Ah, pues es verdad. Miro a mi alrededor y están todos descalzos. Adiós a mis preciosas deportivas fosforitas nuevas, pero lo importante es lo importante. Y aquí la prioridad es alinear cuerpo y mente, y si tengo que estar descalza como si me tengo que quedar en bragas. Bueno, eso mejor no. Comenzamos con las primeras posturas, asanas se llaman.

Nos tumbamos boca arriba, subimos la pierna derecha y la agarramos con la mano. La vamos abriendo leeentamente hasta formar una U. De repente suena un pedo, pero no un pedito discreto de los que puedas fingir que no han existido, no, no. Suena un pedo tremendo proveniente del señor que tengo al lado. Ha sonado como cuando abres una sandía. Encima, ha coincidido justo con la indicación de la profe en la que nos marcaba la respiración y estaba diciendo «Expulsamos el aire».

Perdona, yo no puedo pasar este pedo por alto.
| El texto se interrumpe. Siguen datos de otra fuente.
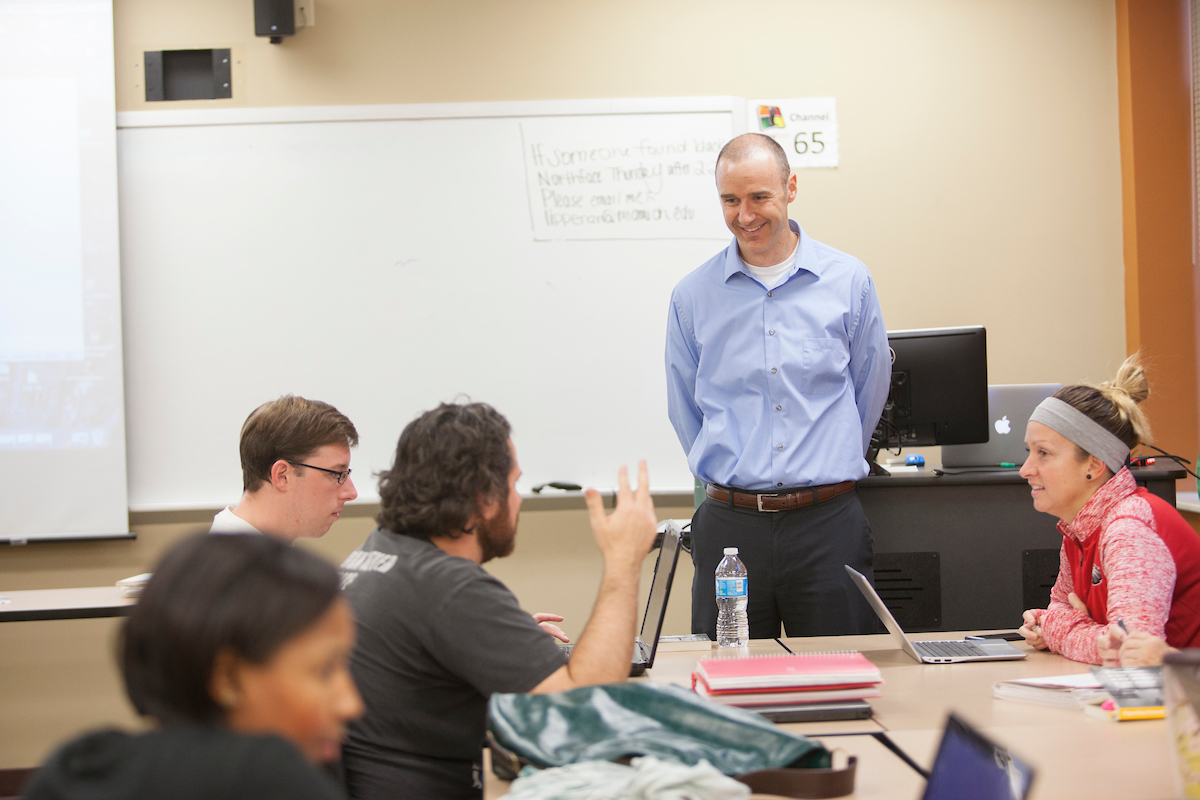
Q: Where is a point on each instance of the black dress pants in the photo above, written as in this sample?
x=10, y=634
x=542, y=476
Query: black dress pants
x=793, y=563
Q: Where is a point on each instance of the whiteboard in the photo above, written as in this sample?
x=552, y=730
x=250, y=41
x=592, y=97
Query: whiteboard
x=384, y=259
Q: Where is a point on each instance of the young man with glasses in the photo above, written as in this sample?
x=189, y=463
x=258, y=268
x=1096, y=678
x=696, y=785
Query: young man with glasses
x=295, y=467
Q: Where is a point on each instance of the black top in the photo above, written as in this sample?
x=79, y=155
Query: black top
x=184, y=762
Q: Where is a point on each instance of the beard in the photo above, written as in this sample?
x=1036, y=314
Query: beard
x=497, y=537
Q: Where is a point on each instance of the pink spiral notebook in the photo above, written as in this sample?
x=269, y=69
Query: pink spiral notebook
x=787, y=671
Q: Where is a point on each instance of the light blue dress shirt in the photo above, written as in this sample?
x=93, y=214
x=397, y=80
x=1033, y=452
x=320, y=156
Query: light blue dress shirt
x=777, y=389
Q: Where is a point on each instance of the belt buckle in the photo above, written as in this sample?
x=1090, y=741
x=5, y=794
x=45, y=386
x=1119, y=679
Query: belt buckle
x=760, y=497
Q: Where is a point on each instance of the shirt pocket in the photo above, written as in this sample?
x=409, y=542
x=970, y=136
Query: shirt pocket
x=822, y=366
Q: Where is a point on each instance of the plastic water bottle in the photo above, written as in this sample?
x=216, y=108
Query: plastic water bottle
x=732, y=590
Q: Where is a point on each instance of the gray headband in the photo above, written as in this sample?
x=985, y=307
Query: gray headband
x=1084, y=431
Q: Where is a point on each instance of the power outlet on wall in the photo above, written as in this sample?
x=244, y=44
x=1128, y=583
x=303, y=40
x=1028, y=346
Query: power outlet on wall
x=306, y=13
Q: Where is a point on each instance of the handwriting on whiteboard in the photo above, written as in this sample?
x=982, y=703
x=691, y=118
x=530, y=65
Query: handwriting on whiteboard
x=624, y=176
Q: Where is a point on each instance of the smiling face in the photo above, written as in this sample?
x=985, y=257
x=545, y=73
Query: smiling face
x=754, y=199
x=304, y=692
x=317, y=497
x=1056, y=475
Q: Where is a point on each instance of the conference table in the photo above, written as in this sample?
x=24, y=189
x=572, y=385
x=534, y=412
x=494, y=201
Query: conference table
x=87, y=602
x=1075, y=756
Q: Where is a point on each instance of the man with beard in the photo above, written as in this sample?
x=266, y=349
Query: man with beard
x=437, y=635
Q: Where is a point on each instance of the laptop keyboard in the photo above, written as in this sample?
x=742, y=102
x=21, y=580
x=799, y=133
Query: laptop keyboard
x=948, y=649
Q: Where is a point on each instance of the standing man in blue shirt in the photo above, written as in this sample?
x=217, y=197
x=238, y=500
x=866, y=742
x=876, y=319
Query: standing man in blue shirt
x=778, y=368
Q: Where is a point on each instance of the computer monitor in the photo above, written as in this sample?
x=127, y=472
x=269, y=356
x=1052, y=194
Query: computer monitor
x=939, y=390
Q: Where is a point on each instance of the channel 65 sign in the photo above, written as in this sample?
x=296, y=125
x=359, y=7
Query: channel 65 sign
x=805, y=127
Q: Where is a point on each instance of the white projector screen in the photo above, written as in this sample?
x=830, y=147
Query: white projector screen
x=61, y=397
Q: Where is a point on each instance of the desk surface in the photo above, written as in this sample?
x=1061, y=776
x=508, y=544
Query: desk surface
x=63, y=603
x=1075, y=756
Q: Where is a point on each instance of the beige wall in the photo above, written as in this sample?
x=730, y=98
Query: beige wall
x=979, y=181
x=979, y=174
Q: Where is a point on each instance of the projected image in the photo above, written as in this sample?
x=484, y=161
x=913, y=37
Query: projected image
x=60, y=360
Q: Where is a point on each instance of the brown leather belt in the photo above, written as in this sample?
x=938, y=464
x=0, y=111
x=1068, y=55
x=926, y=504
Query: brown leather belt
x=777, y=501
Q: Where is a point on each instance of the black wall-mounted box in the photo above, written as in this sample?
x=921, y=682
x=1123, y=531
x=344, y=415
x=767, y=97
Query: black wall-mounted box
x=275, y=18
x=187, y=74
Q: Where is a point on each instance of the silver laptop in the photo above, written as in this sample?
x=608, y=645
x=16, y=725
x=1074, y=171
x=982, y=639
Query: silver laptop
x=934, y=653
x=1009, y=407
x=646, y=645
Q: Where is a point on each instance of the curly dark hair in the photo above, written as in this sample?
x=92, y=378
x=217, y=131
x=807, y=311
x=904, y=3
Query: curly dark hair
x=244, y=593
x=448, y=461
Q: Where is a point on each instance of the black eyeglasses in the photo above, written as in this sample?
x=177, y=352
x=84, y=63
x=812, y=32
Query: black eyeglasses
x=341, y=476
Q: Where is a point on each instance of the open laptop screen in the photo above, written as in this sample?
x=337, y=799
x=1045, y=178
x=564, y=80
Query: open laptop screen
x=971, y=765
x=660, y=587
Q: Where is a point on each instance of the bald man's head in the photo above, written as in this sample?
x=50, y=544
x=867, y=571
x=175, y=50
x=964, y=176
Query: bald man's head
x=749, y=145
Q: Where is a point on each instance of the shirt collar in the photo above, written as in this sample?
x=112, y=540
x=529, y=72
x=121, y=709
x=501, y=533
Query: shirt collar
x=805, y=257
x=1099, y=506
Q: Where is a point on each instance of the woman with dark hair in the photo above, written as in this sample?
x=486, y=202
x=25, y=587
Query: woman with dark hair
x=1128, y=558
x=238, y=650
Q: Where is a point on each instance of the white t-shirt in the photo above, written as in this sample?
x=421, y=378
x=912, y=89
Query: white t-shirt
x=227, y=522
x=772, y=276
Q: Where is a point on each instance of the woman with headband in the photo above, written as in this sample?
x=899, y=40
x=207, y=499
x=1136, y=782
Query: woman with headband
x=1128, y=558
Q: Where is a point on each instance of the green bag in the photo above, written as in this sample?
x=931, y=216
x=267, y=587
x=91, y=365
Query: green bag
x=619, y=721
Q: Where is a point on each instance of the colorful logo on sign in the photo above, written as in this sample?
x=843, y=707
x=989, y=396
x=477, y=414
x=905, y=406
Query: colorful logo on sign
x=771, y=116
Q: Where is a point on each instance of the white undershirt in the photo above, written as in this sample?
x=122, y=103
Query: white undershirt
x=772, y=276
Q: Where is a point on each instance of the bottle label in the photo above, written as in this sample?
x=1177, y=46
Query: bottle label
x=731, y=587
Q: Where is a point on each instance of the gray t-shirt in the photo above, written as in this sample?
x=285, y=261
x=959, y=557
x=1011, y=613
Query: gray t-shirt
x=437, y=635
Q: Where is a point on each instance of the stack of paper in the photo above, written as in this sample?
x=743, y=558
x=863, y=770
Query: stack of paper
x=784, y=681
x=133, y=587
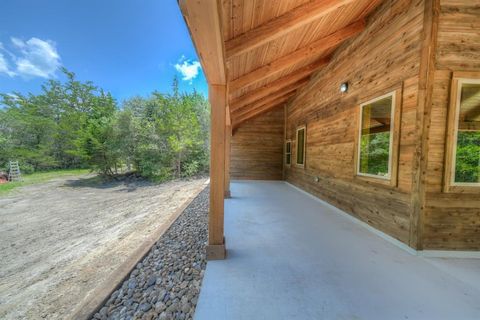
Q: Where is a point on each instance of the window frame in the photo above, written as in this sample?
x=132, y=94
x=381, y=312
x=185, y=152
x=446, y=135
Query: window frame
x=299, y=128
x=450, y=185
x=391, y=179
x=288, y=141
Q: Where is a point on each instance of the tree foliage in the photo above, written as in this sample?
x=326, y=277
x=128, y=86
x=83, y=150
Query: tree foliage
x=75, y=124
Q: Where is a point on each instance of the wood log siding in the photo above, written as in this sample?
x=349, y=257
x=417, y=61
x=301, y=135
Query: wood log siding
x=383, y=58
x=257, y=148
x=452, y=220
Se me escapa una carcajada que resuena en toda la clase. Mi risa hace eco, como el pedo del señor. Mierda, nadie se ríe, soy la única. Los miro descojonada viva, buscando algún cómplice de descojone, pero todos siguen a lo suyo, levantando piernas y respirando. ¿Cómo consiguen no reírse, por favor? Ha sido un pedo épico. Intento contener la risa pero no puedo, de hecho estoy llorando, y por encima de los cantos tibetanos solo se escucha mi carcajada contenida contra la toalla, pero no puedo parar. Cuanto más nerviosa me pongo, más avergonzada estoy y más necesito parar de reír, más me río. Es como cuando mi hermano y yo éramos pequeños y coincidíamos en el ascensor con un vecino; o como cuando estábamos en misa y mi madre nos ponía a cada uno en un extremo del banco, pero en el momento de silencio total, con lo de «Reconozcamos nuestros pecados», nos buscábamos con la cabeza, nuestras miradas coincidían y ya no podíamos parar de reír y teníamos que salir. Y cuando nos pasaba en el ascensor, pues así hasta que se abrían las puertas. Qué corta es la vida y qué largos esos momentos de descojone descontrolado.
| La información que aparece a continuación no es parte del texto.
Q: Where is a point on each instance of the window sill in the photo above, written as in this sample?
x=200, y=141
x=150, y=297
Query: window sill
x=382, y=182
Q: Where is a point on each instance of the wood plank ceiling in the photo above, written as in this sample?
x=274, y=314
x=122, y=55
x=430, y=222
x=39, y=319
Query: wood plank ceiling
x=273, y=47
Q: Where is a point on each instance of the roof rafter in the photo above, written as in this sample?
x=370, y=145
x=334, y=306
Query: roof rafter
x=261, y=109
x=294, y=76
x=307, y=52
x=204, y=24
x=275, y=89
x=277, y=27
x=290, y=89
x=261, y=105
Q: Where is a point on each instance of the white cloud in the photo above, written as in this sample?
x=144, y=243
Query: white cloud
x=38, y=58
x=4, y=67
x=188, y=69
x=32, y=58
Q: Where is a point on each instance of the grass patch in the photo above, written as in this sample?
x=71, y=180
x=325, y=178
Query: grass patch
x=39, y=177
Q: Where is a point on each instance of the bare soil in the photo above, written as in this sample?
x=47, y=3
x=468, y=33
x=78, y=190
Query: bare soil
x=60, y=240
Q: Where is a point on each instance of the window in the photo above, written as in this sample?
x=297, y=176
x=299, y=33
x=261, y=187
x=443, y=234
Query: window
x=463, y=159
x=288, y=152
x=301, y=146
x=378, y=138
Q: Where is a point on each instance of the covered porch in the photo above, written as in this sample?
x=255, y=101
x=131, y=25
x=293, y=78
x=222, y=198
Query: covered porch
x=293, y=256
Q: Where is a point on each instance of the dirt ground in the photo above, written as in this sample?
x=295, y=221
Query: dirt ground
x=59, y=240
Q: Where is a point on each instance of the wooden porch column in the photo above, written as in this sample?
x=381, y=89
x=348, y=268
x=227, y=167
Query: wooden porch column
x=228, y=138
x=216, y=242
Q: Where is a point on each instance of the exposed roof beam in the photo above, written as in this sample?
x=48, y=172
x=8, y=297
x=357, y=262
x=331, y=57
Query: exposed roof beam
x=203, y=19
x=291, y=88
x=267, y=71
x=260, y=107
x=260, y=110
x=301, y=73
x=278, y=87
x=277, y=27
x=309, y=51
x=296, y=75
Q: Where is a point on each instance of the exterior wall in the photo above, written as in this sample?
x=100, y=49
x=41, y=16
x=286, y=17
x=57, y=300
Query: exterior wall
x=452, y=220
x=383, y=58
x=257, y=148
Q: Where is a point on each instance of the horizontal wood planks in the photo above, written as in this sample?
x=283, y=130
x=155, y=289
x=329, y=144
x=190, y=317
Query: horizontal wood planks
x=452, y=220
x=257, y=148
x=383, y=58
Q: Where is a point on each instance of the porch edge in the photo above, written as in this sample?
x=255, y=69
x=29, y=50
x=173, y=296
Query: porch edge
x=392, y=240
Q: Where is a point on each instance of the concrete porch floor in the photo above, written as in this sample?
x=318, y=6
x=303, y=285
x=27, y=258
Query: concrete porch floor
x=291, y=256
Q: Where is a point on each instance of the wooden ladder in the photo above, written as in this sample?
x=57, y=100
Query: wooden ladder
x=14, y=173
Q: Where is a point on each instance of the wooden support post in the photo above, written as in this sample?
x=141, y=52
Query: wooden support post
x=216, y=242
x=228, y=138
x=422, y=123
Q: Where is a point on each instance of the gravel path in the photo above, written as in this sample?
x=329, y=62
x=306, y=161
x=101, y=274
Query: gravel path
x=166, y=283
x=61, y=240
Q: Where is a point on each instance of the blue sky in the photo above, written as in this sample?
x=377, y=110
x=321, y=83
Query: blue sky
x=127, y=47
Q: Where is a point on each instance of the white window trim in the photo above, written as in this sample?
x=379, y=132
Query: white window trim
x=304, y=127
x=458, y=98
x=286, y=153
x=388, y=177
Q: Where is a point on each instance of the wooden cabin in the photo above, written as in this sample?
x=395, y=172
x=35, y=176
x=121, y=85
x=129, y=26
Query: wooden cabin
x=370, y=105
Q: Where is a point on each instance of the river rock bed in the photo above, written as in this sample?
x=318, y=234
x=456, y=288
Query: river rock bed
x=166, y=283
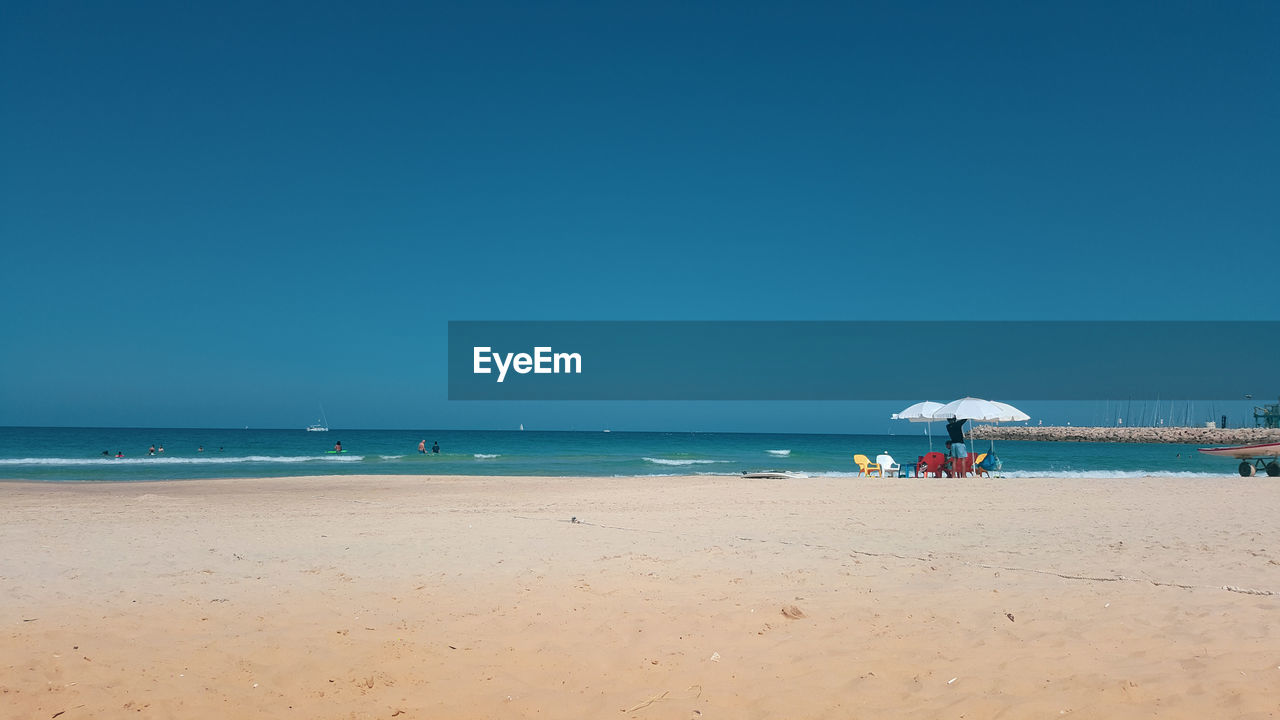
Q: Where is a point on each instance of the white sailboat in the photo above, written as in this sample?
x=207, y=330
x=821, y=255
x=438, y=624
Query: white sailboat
x=320, y=425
No puedo más. Estoy sentada abrazada a mis rodillas con la cara escondida entre ellas. Mis hombros se mueven arriba y abajo, tengo la cara llena de lágrimas y por más que meto la toalla en la boca y pienso en cosas tristes, no puedo parar de reír. Lo estoy pasando fatal. Me levanto y salgo de la clase con la colchoneta en una mano, el cojín en la otra y la toalla alrededor del cuello. Una vez fuera, dejo explotar la carcajada entera hasta que se va calmando sola.

Joder, qué buen-mal rato.

Hala, pa casa.

Fin de mi breve incursión en el apasionante mundo del yoga.